Na última sessão, segunda-feira, 13 de julho, foi anunciado que a Câmara entra em recesso parlamentar e as sessões ordinárias estão programadas para voltar no dia 3 de agosto. A paralização do poder legislativo em uma cidade como Avaré, nesta difícil época de pandemia que atravessamos, deveria ser estudada com mais cautela, pois se trata de um poder fiscalizador e o local de serem discutidos assuntos de diversas naturezas condizentes com a cidade.

Dá-se a impressão que alguns vereadores estariam cumprindo aviso prévio, depois de ficarem do dia 23 de março a 8 de junho sem sessão, não existindo apresentação de requerimentos, indicações e muito menos a palavra livre, sendo que, nesse período, realizaram 7 sessões extraordinárias para aprovar projetos enviados pelo prefeito.

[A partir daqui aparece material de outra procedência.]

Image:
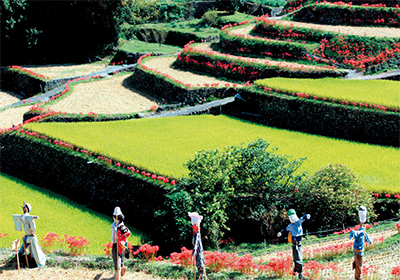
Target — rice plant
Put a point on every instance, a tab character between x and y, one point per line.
56	214
164	145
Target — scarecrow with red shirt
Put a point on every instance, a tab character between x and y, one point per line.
119	236
197	245
360	237
295	230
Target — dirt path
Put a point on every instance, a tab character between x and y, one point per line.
350	30
66	70
71	274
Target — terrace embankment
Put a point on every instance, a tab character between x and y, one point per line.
345	30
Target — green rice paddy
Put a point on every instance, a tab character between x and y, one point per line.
56	214
164	145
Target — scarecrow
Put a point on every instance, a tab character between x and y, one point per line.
360	237
30	240
119	235
295	230
197	245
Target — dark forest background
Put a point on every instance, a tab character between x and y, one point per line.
42	32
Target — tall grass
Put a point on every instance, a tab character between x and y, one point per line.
381	92
56	214
163	145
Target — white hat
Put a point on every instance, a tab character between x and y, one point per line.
117	211
28	206
196	218
362	213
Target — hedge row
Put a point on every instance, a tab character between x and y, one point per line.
174	37
349	15
21	83
317	117
233	43
276	30
26	84
387	3
244	70
86	180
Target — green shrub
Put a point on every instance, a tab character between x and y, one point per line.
332	195
230	6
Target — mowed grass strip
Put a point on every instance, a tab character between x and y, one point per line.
163	145
381	92
56	214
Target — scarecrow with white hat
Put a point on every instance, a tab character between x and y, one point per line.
295	230
119	234
360	237
30	240
197	245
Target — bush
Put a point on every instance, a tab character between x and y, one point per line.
332	195
236	184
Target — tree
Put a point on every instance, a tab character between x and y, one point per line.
333	194
160	35
232	184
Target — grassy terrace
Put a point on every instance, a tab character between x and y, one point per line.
57	214
158	146
382	92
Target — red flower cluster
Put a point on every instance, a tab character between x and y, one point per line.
28	72
387	195
117	63
49	242
148	252
183	258
108	248
396	271
77	245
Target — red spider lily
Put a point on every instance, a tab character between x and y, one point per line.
77	245
396	271
313	269
147	252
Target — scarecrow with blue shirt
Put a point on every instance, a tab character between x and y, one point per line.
360	237
295	230
197	245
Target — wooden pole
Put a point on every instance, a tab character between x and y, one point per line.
118	262
26	257
16	251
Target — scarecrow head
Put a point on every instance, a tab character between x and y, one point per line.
117	215
196	220
362	214
27	208
292	216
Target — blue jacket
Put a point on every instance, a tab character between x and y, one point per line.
360	237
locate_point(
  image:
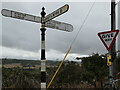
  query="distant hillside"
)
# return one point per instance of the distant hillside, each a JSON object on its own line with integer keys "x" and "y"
{"x": 26, "y": 62}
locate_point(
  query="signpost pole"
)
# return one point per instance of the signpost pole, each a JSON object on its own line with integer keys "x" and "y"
{"x": 43, "y": 59}
{"x": 110, "y": 74}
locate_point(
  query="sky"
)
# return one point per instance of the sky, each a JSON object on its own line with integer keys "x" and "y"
{"x": 22, "y": 39}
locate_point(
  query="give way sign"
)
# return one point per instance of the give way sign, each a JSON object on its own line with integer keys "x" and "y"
{"x": 108, "y": 38}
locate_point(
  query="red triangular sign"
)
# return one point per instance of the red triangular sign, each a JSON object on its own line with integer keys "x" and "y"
{"x": 108, "y": 38}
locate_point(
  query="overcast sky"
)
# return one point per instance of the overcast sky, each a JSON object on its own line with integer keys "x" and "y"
{"x": 21, "y": 39}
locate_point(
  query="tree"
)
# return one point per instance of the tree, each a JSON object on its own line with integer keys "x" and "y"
{"x": 95, "y": 69}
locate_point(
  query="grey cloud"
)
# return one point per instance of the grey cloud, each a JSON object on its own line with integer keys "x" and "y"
{"x": 25, "y": 35}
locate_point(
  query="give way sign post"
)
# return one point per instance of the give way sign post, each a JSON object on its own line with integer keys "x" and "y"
{"x": 108, "y": 38}
{"x": 46, "y": 21}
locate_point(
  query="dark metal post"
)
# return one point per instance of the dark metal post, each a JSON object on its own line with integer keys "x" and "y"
{"x": 112, "y": 52}
{"x": 43, "y": 59}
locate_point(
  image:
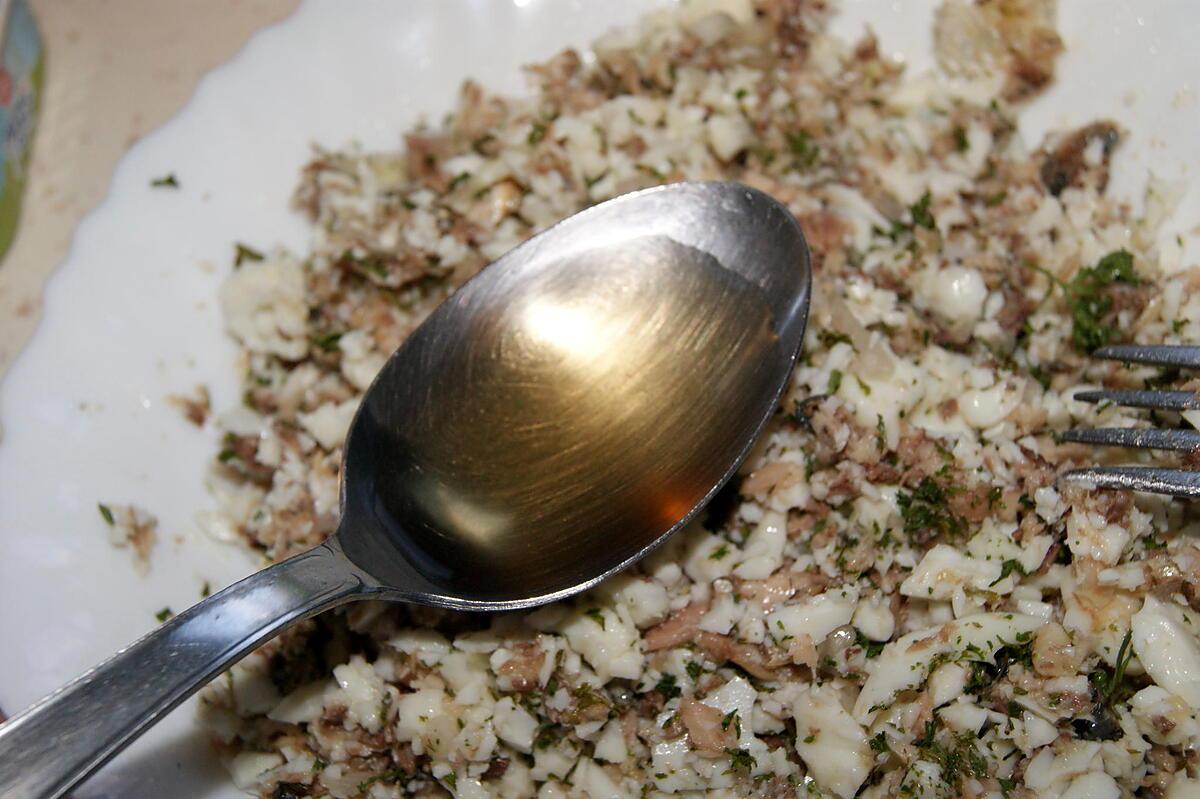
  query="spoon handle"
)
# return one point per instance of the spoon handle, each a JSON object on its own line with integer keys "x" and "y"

Marialva Biazon lembrou da existência do parágrafo único do projeto de resolução que deixa condições das sessões serem realizadas, durante o recesso, e disse que a decisão já estava tomada antes dos casos suspeitos de Covid-19 na Câmara.

O vereador Toninho da Lorsa também deixou claro que é contra esse recesso, uma situação que não é saudável para o legislativo que tanto defendeu a reabertura do comércio, agora anunciam esse recesso, quando foi prometido, ao suspenderem as sessões com o avanço do coronavírus, os dias seriam compensados durante o recesso de julho ano, o que não será feito conforme prometido.